Delta Compression : A similarity based (minhash) comparison of Rabin blocks. Two blocks at least 60% similar with each other are diffed using bsdiff.
LZP : LZ Prediction is a variant of LZ77 that replaces repeating runs of text with shorter codes.
Adaptive Delta : This is a simple form of Delta Encoding where arithmetic progressions are detected in the data stream and collapsed via Run-Length encoding.
Matrix Transpose : This is used automatically in Delta Encoding and Deduplication. This attempts to transpose columnar repeating sequences of bytes into row-wise sequences so that compression algorithms can work better.

Memory Usage

As can be seen from above memory usage can vary greatly based on compression/ pre-processing algorithms and chunk size. A variety of configurations are possible depending on resource availability in the system.

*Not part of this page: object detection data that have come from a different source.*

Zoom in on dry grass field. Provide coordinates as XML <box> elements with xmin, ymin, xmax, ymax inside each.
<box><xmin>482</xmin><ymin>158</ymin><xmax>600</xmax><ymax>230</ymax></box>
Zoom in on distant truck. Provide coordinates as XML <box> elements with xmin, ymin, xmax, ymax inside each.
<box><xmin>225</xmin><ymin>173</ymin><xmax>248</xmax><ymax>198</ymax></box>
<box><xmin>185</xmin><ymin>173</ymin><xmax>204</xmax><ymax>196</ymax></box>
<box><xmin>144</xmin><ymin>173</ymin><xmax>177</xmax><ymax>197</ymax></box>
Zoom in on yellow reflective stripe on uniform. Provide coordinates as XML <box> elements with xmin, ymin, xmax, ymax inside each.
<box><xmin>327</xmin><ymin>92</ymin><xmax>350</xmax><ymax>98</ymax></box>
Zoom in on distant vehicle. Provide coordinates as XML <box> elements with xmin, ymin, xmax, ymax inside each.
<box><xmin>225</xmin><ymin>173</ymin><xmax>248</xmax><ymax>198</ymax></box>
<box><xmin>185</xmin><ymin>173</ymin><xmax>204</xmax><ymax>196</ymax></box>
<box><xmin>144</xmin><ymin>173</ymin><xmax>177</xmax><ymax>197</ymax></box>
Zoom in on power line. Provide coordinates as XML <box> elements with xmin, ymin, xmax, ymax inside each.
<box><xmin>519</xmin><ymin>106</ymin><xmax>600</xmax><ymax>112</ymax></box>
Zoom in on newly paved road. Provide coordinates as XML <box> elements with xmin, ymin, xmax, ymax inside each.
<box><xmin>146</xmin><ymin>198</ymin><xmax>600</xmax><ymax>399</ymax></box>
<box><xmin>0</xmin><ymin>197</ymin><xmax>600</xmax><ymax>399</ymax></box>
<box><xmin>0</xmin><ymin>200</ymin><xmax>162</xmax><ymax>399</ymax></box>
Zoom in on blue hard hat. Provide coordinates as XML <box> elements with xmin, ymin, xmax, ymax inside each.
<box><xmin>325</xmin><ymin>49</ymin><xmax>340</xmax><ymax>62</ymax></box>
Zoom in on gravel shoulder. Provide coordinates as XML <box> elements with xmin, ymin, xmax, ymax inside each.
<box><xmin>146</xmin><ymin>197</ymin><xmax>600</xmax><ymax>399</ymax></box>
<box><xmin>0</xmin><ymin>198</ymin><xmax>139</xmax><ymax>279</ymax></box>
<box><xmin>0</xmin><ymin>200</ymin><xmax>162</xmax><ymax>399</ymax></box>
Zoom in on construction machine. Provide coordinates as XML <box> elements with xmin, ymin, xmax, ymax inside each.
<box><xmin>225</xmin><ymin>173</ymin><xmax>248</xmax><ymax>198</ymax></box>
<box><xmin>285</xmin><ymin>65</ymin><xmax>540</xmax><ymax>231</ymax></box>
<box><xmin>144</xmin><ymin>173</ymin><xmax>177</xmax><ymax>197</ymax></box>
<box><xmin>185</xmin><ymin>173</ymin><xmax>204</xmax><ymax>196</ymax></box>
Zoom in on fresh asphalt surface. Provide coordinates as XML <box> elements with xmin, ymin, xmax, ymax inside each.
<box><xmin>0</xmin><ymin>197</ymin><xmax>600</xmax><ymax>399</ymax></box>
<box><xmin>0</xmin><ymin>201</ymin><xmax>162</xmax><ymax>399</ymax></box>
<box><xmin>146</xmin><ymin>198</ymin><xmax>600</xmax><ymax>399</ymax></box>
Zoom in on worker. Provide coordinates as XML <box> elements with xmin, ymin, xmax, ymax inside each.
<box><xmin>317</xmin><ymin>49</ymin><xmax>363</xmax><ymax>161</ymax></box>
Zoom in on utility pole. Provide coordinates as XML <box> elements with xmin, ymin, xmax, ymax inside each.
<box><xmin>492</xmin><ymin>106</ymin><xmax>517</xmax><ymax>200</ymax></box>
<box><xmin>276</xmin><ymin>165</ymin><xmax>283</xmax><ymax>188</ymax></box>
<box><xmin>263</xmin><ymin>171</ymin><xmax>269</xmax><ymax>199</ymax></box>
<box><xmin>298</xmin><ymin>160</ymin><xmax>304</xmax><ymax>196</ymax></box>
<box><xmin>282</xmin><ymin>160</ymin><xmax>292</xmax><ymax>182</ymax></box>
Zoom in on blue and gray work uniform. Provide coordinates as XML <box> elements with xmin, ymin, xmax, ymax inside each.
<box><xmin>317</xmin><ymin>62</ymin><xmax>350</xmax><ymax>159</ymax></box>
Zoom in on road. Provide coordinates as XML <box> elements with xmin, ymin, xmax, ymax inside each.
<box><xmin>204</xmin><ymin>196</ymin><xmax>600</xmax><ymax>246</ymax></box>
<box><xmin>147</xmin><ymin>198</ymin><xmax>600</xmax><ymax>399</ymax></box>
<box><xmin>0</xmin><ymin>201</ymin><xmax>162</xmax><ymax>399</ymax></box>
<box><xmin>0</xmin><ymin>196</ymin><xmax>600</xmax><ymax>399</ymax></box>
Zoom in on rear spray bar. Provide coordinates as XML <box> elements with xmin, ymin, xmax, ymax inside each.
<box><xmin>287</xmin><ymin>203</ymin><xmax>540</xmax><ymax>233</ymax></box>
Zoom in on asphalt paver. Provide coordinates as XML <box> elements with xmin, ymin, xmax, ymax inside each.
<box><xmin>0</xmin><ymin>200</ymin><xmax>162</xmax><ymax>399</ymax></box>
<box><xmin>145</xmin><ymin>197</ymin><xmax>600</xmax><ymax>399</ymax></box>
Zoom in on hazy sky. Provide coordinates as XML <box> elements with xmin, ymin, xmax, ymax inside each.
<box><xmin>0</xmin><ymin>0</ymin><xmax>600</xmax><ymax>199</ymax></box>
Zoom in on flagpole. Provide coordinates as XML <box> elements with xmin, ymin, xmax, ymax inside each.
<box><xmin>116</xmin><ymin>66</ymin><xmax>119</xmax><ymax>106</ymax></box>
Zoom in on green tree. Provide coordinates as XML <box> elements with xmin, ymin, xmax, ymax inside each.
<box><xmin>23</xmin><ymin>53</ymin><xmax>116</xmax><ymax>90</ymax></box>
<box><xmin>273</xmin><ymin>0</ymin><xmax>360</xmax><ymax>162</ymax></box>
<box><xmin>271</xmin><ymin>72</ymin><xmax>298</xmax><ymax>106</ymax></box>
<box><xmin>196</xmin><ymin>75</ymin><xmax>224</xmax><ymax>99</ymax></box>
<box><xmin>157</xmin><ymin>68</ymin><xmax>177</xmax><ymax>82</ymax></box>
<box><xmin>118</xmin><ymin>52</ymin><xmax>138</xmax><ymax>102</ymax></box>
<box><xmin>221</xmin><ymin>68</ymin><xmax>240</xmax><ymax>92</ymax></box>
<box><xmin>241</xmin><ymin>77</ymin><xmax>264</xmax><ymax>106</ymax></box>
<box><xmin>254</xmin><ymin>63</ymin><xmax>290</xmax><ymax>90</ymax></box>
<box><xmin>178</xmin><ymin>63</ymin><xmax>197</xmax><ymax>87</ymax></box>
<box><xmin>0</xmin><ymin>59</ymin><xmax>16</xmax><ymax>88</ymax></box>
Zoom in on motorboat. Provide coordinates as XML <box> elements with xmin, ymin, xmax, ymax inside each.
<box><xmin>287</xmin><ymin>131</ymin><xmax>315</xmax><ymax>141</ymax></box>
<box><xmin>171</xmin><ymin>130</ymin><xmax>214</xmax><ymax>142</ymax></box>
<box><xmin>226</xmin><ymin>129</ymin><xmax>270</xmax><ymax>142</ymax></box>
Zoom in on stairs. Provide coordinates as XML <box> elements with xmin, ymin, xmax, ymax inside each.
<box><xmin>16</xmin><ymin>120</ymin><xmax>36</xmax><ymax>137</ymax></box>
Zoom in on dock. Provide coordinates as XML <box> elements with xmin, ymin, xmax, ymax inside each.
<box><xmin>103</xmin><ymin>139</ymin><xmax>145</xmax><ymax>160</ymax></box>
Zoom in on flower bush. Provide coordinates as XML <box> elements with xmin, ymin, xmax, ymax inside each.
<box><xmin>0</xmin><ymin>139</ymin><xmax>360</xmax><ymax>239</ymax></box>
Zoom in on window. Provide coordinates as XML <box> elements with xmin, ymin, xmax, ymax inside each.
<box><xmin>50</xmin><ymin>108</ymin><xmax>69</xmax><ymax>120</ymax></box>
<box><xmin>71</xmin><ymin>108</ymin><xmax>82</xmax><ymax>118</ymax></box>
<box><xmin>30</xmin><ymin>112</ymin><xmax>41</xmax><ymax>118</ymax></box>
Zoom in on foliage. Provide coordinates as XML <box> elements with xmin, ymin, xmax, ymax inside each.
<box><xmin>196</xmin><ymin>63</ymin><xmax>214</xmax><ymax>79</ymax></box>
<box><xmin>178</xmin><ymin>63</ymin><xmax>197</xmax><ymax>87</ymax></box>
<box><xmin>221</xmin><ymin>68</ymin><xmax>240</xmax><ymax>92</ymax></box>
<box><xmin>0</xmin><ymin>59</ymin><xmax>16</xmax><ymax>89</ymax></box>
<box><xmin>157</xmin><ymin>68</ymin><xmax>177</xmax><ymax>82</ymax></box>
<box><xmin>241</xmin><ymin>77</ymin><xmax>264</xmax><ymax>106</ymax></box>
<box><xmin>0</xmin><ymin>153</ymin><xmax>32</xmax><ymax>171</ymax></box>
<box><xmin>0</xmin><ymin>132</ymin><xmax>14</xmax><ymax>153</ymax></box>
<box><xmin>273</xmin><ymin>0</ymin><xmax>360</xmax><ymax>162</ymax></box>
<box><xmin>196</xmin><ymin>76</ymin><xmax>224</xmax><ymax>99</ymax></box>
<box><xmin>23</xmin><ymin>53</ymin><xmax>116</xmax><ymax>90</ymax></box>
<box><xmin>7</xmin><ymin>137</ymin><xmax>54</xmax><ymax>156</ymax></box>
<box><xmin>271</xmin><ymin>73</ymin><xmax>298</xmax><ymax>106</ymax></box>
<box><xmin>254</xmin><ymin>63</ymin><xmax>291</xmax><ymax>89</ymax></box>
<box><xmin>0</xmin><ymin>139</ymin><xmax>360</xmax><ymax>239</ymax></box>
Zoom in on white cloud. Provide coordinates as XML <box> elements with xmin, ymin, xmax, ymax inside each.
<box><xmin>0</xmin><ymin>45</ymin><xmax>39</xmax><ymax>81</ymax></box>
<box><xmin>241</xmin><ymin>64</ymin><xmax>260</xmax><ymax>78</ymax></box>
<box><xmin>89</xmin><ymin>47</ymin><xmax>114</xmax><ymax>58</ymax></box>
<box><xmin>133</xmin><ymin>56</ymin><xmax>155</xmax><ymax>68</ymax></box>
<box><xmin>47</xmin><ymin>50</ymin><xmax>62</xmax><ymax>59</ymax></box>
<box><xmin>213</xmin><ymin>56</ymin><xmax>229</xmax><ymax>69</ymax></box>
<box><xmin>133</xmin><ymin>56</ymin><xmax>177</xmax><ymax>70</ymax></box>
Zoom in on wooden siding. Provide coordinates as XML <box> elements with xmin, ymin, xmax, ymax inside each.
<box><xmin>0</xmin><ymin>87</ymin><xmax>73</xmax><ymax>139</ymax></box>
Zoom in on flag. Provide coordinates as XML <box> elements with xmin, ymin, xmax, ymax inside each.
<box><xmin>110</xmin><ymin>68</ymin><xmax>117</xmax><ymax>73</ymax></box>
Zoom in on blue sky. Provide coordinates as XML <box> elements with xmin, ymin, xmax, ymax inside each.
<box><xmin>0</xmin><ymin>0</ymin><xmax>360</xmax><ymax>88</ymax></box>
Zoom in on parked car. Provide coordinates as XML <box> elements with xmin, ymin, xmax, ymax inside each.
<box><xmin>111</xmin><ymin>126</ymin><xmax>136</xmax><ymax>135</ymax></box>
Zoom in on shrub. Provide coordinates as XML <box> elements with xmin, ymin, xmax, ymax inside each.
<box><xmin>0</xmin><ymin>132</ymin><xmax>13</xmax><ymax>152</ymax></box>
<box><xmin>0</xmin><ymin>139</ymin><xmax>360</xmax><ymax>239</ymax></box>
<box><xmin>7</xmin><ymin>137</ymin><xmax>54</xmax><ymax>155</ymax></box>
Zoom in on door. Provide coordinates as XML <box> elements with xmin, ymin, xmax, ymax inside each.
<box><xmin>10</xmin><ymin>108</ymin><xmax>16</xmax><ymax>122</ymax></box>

The minimum possible meaningful settings while still giving about 50% compression ratio and very high speed is with the LZFX algorithm with 1MB chunk size and 2 threads:

    pcompress -c lzfx -l2 -s1m -t2 <file>

This uses about 6MB of physical RAM (RSS). Earlier versions of the utility before the 0.9 release comsumed much more memory. This was improved in the later versions. When using Linux the virtual memory consumption may appear to be very high but it is just address space usage rather than actual RAM and should be ignored. It is only the RSS that matters. This is a result of the memory arena mechanism in Glibc that improves malloc() performance for multi-threaded applications.